Fast forward to summer 1992. We thought at 2 ½ years old, Walker might be ready for a little brother or sister. On July 27 we wrote our attorney, telling him we would begin the home study update and asking him to put us on the list again. On August 7, just ten days later, Jackson was born and we got the call. “It’s another boy!!” On August 10 we picked up Jackson from the hospital on a humid 91 degree day. He was three days old and SOOO adorable. I was 38 and Karl was 40. We discovered that one plus one is not always two; it might as well be five when you are adding kids to your family. Jackson was a really good baby, and once he started walking our family life was at full tilt.
The last 13 years have been a tilt-a-whirl ride: a thousand activities and committees and new friends, Little Lamb preschool, our first home in Carmel, Adirondack chairs in our side-yard, great neighbors, Cherry Tree Elementary, Clay and Carmel Jr. Highs, University High School, soccer, the loss of my 14-year job at Biddinger Investment, driveway basketball, summer camps, Smokey Row swim team, Sunday School, Youth Group at Radiant, Discipleship Walk, SIS (Sisters in Spirit) accountability group, SOS (Sisters of the Sand) pastors’ wives trips to Florida, deep friendships, vacations to Grand Marais on Lake Superior, Norway, the Black Hills, Destin, family visits to Minneapolis, sisters’ trips to Chicago and Ft. Lauderdale, hiking at Holiday Park, Springmill State Park, and Turkey Run, Karl’s music ministry and his ’60s rock-n-roll band, the best block parties in town, neighborhood night games, bon fires, travel soccer, caring for the dying and the passing of my mother and Karl’s mother and dad and Pastor Tommy, the murder of my boss and good friend Bill Rice, my Dad’s one-year AA Pin at the age of 83, the loss of our church in Carmel and helping to plant a new one in Westfield, my nieces and nephews growing up and having their own kids, my Scribes writing group, track and cross country meets, out of town soccer tournaments, a Belizean mission pilgrimage, a husband who loves me more year after year, two healthy and bright sons, soccer, soccer, and more soccer—and this week…the Unthinkable…the Unfathomable…Drivers Training!

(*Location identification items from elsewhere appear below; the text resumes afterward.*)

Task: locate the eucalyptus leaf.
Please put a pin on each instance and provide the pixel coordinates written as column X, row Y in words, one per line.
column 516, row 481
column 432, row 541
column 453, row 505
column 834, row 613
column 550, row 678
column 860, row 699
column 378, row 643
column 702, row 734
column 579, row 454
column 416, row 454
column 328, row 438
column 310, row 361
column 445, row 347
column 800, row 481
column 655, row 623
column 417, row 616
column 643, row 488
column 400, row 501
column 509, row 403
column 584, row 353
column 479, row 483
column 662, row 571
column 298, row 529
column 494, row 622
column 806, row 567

But back to those two questions: Who was I at that age, at 13 or 15 years old? And can I relax a little and forgive my kids for being up only 250 feet?
I was a pretty good kid at my core who was loved by my Mother and Dad.
I was scared and insecure and pretty and smart.
I made good friends and good grades when I wanted to.
I made poor grades when I didn’t care.
I had great courage sometimes and great fear sometimes.
I made good choices sometimes and really stupid ones sometimes.
I broke my parent’s heart a time or two although I really didn’t set out to.
I put the needs of others before my own sometimes and only thought of what I wanted sometimes.
I did dangerous things that could have got me killed or hurt or pregnant or sick, but I really didn’t see it that way at the time.
I didn’t see the big picture or plan ahead very far to set my future in motion according to some grand design.
I didn’t live up to my full potential all the way every day.
And still…I think I turned out OK.
That’s how I see it today at 51 from 500 feet up. I thank God and my Scribes Group for this assignment. I ask that both keep reminding me to relax a little and rejoice in the fact that my kids are only 250 feet up right now.